You know, Andrew, right after I wrote that I went out and sat in the sun in my yard and drank a beer. In the middle of the day. It was fab.
But the question is—-how do you fight for the time to write? and why do you have to fight for it? Scott’s saying, “You don’t have to. Go do what you want to do.” So why don’t we?
(I also seem to remember you saying somewhere that you follow 250 blogs. When do you find time to SLEEP?)
The time to write, for me, is while I’m doing something else. Like taking an exam, recording a meeting, teaching a class, getting married, etc. I can’t give myself a wide-open space of time for writing, or I’ll just fritter it away reading junk, looking out the window, seeing if there is enough cinnamon or rosemary or barley in my cupboards, calling up my niece when she’s bartending in Brooklyn.
For me, reading blogs is usually productive, but sometimes it is procrastination. Multitasking is a misnomer, at least in my case, since I end up doing the real thing and letting the other “tasks” slide. I once walked out of an economics exam with a great first draft of a poem, and only one question on the test answered. I handed in a mostly blank blue book. Got an F.
But the college magazine took the poem. 😉
Wow, good for you, Pat! You’ve got your priorities straight. Not to throw a wrench in the works, but do you ever get hung up researching what else has been and is being written about domestic violence? That’s one of the things that eats up a lot of my time—my husband sends me links to really good articles on writing and the publishing industry, which of course have their own links, and it’s all relevant to what I’m doing. . .but it eats up my time like you wouldn’t believe.
I spent two years working at the Women’s Shelter in San Luis Obispo, long ago. Talk about material. Those are some people with internal conflict!
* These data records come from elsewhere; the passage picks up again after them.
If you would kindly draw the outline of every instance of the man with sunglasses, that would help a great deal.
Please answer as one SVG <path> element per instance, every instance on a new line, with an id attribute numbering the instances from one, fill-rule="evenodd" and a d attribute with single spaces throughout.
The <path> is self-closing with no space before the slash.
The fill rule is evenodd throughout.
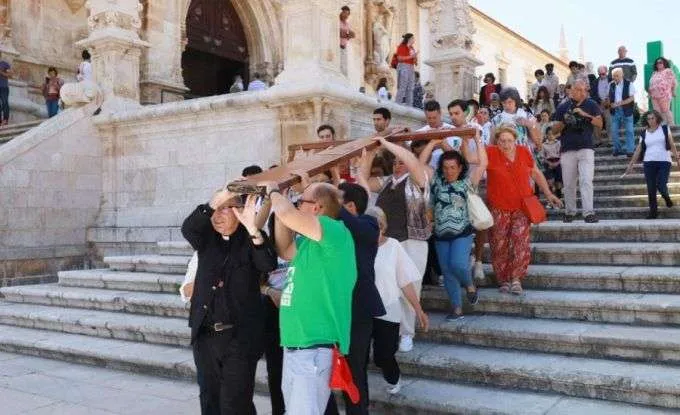
<path id="1" fill-rule="evenodd" d="M 198 252 L 189 326 L 202 414 L 255 414 L 255 368 L 262 352 L 259 277 L 276 252 L 256 225 L 256 198 L 245 205 L 221 190 L 182 224 Z"/>
<path id="2" fill-rule="evenodd" d="M 297 208 L 278 183 L 260 186 L 267 189 L 275 213 L 278 254 L 291 261 L 279 315 L 286 413 L 323 413 L 331 393 L 333 348 L 349 353 L 357 280 L 354 241 L 338 220 L 342 205 L 334 186 L 307 186 Z"/>

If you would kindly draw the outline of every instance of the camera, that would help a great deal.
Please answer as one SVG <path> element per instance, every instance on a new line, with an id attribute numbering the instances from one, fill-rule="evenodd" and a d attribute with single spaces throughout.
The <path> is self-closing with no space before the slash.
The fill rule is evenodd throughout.
<path id="1" fill-rule="evenodd" d="M 571 107 L 566 114 L 564 114 L 564 125 L 571 131 L 582 133 L 588 127 L 588 120 L 574 112 L 574 107 Z"/>

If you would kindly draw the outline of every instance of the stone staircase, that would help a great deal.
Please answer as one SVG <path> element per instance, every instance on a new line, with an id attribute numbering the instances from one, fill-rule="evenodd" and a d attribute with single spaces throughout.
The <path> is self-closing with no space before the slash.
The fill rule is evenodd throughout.
<path id="1" fill-rule="evenodd" d="M 14 137 L 25 133 L 33 127 L 37 127 L 43 121 L 44 120 L 26 121 L 0 127 L 0 145 L 9 143 Z"/>
<path id="2" fill-rule="evenodd" d="M 636 134 L 639 134 L 639 131 L 636 130 Z M 673 127 L 671 131 L 675 145 L 680 149 L 680 127 Z M 609 143 L 595 149 L 593 188 L 597 215 L 600 219 L 644 219 L 649 204 L 642 163 L 636 164 L 633 172 L 621 177 L 630 159 L 626 156 L 613 157 L 611 153 L 612 147 Z M 675 162 L 673 159 L 671 177 L 668 181 L 675 207 L 667 209 L 663 199 L 658 195 L 659 218 L 680 219 L 680 170 Z M 561 219 L 562 215 L 563 211 L 560 209 L 548 211 L 550 219 Z"/>
<path id="3" fill-rule="evenodd" d="M 446 293 L 426 287 L 431 329 L 398 355 L 402 392 L 388 396 L 380 375 L 370 373 L 377 411 L 680 410 L 680 215 L 661 204 L 666 219 L 639 219 L 646 207 L 630 199 L 646 197 L 644 181 L 618 179 L 627 159 L 608 151 L 597 150 L 597 165 L 615 167 L 596 172 L 596 208 L 616 219 L 534 227 L 525 295 L 482 287 L 462 321 L 446 322 Z M 63 271 L 56 284 L 0 289 L 0 350 L 194 377 L 188 310 L 177 295 L 190 253 L 186 242 L 158 242 L 155 254 L 105 257 L 108 268 Z M 266 392 L 263 364 L 257 385 Z"/>

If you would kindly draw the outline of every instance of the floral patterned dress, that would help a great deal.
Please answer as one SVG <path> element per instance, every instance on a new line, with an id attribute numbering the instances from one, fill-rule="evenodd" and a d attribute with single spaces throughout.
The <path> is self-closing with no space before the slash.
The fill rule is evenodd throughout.
<path id="1" fill-rule="evenodd" d="M 649 96 L 652 98 L 654 109 L 659 112 L 670 110 L 673 91 L 677 86 L 675 74 L 670 68 L 655 71 L 649 80 Z"/>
One of the pieces in the book I’m preparing right now for publication is about keeping your reader addicted to your story, based upon what I learned about the Hearts & Flowers phase of battering. Some of the people reading now might remember it from last year on this blog.
Teresa, that is too hilarious. While you’re getting married. I had a friend in college who had a tendency to fall asleep in class—including during tests. He was a singer and songwriter (extraordinary voice) getting a degree in chemistry to please his parents. He just didn’t want to be there.
Oh, and storytelling? That’s a nice succinct little example you wrote for us there!
hook: “I write while I’m doing something else.”
development: “wide-open space = fritter away my time,” “multitasking is a misnomer,” “economics exam.”
faux resolution: “I got an F” (proves your original point)
climax: “I got the poem published”
BOOM!
The blogosphere has annoyingly been getting in the way of my writing. My goal is to let it happen less and less. Notice, though, how long it took me to get over here and read this post? That is heartening. 🙂
Yes, it is, Michelle, and I bet Nick thanks you.
Now I just read a piece by Jason Pinter in the Huffington Post this morning about how everyone in the industry needs to be on social media connecting with each other because that’s suddenly where the whole industry is going on. And I’m thinking, ‘Even more Twitter? Well, there goes that last shred of hope of starting a new novel.’
Um, I think that’s crap that we’re supposed to spend so much time online. Whatever. It’s the writing that really counts in my opinion. That should always come first!
:)) “That’s crap.” Good for you.
Molly Friedrichs was quoted in a P&W interview a little over a year ago as saying, “The Internet is a problem in that it keeps people from writing.” And I thought, ‘I want HER for my agent.”